Même si les manifestations n’ont pas été ouvertement violentes, elles n’ont pas été anodines. Un des leaders du convoi, Pat King, a lancé un avertissement troublant selon lequel que les manifestations ne se termineraient que « par des balles ». Des piétons ont été harcelés, des travailleurs de refuges pour sans-abri ont été intimidés, des fusils ont été saisis et des résidants ont eu très peur pour leur sécurité personnelle.

L’élection de la division

Toute cette colère a éclaté malgré le fait que, quelques mois plus tôt, le Parti libéral avait remporté l’élection et formait depuis un gouvernement minoritaire légitime. Avec le recul, cette élection a probablement contribué davantage au sentiment de division à l’échelle nationale qu’au processus de guérison dont nous avions besoin après 18 mois de pandémie.

En règle générale, les partis qui remportent une élection peuvent affirmer légitimement que les électeurs leur ont donné au moins un certain mandat de gouverner.

Or, ce n’est pas ce qui s’est passé après les élections de 2021.

Au lieu de pouvoir profiter d’une lune de miel, aussi brève soit-elle, le nouveau gouvernement a été confronté aux doutes soulevés par ceux qui étaient d’avis que sa légitimité était compromise, du fait qu’il avait remporté 47 % des sièges avec 33 % des votes.

La méfiance de la population canadienne à l’égard de nos institutions a également pris de l’ampleur. Le convoi lui-même en est témoin, mais aussi le mécontentement exprimé par bon nombre de ceux qui l’ont appuyé. Fait peut-être encore plus surprenant, les manifestants ont démontré une méconnaissance étonnante de la façon dont nous sommes gouvernés (comme le montre la proposition de former une coalition avec le Sénat et la gouverneure générale en vue de remplacer le gouvernement dûment élu).

Il serait peut-être exagéré d’établir un lien direct entre les résultats des élections et la colère qui a alimenté l’occupation d’Ottawa ; par contre, nous aurions avantage à nous demander si nous pouvons apporter des changements à système démocratique afin de nous attaquer à l’aliénation généralisée que ressentent tant de Canadiens.

Selon moi, la réponse à cette question est qu’il est possible de le faire.
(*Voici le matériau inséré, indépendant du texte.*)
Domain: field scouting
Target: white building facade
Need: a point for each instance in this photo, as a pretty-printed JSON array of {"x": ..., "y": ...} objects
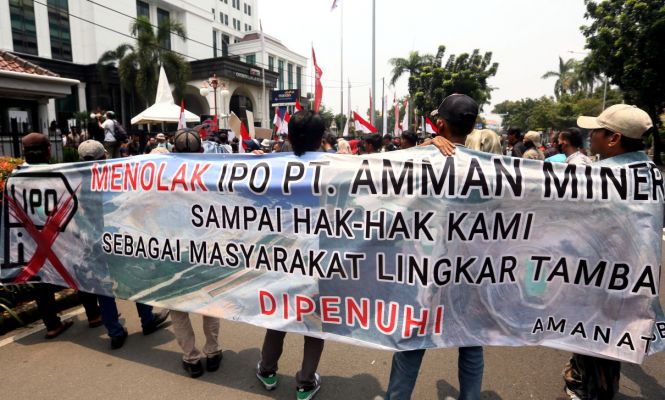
[{"x": 69, "y": 33}]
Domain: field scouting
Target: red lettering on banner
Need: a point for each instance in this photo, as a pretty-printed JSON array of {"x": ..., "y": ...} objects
[
  {"x": 116, "y": 178},
  {"x": 197, "y": 177},
  {"x": 99, "y": 180},
  {"x": 304, "y": 306},
  {"x": 160, "y": 177},
  {"x": 410, "y": 322},
  {"x": 380, "y": 317},
  {"x": 131, "y": 176},
  {"x": 263, "y": 295},
  {"x": 438, "y": 321},
  {"x": 180, "y": 178},
  {"x": 330, "y": 309},
  {"x": 355, "y": 312},
  {"x": 150, "y": 168}
]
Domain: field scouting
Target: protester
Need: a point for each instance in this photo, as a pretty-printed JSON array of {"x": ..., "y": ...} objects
[
  {"x": 373, "y": 143},
  {"x": 306, "y": 130},
  {"x": 532, "y": 143},
  {"x": 36, "y": 151},
  {"x": 188, "y": 141},
  {"x": 571, "y": 141},
  {"x": 343, "y": 147},
  {"x": 91, "y": 150},
  {"x": 388, "y": 144},
  {"x": 515, "y": 142},
  {"x": 485, "y": 140},
  {"x": 617, "y": 137},
  {"x": 111, "y": 144},
  {"x": 455, "y": 120},
  {"x": 329, "y": 142},
  {"x": 409, "y": 139}
]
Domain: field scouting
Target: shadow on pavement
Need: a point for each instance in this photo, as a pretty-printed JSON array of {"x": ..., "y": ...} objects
[{"x": 446, "y": 390}]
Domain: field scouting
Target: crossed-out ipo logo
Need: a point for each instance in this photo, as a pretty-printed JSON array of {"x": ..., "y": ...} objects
[{"x": 37, "y": 208}]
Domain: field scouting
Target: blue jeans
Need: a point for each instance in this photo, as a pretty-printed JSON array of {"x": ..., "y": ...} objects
[
  {"x": 406, "y": 365},
  {"x": 110, "y": 315}
]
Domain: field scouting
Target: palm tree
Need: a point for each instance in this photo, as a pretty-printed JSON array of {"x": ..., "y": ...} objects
[
  {"x": 566, "y": 80},
  {"x": 411, "y": 64},
  {"x": 138, "y": 65}
]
Il existe au moins trois mesures qui peuvent aider à réduire en partie le caractère toxique de notre système et à renforcer la confiance envers nos institutions.

Première idée : un tour de plus

Premièrement, nous devons remplacer le mode de scrutin uninominal à un tour par un autre qui accorde une plus grande légitimité au vainqueur. Deuxièmement, nous devrions adopter le vote obligatoire, ce qui contribue aussi à rendre les victoires plus légitimes et à accroître l’engagement civique. Troisièmement, nous devrions obliger les électeurs à s’inscrire auprès d’un parti politique (ou à s’inscrire en tant qu’électeurs indépendants) afin de renforcer la transparence des processus souvent obscurs qui mènent à l’investiture des chefs de partis et des candidats.

Le caractère inadéquat du mode de scrutin uninominal à un tour a été clairement démontré dans la foulée des élections fédérales et des élections tenues récemment au Québec, notamment par Sanjay Ruperalia, titulaire de la Chaire Jarislowsky sur la démocratie de l’Université métropolitaine de Toronto. Selon M. Ruperalia, ce mode de scrutin est précisément la raison qui fait que trop de Canadiens ont l’impression que leur vote ne compte pas.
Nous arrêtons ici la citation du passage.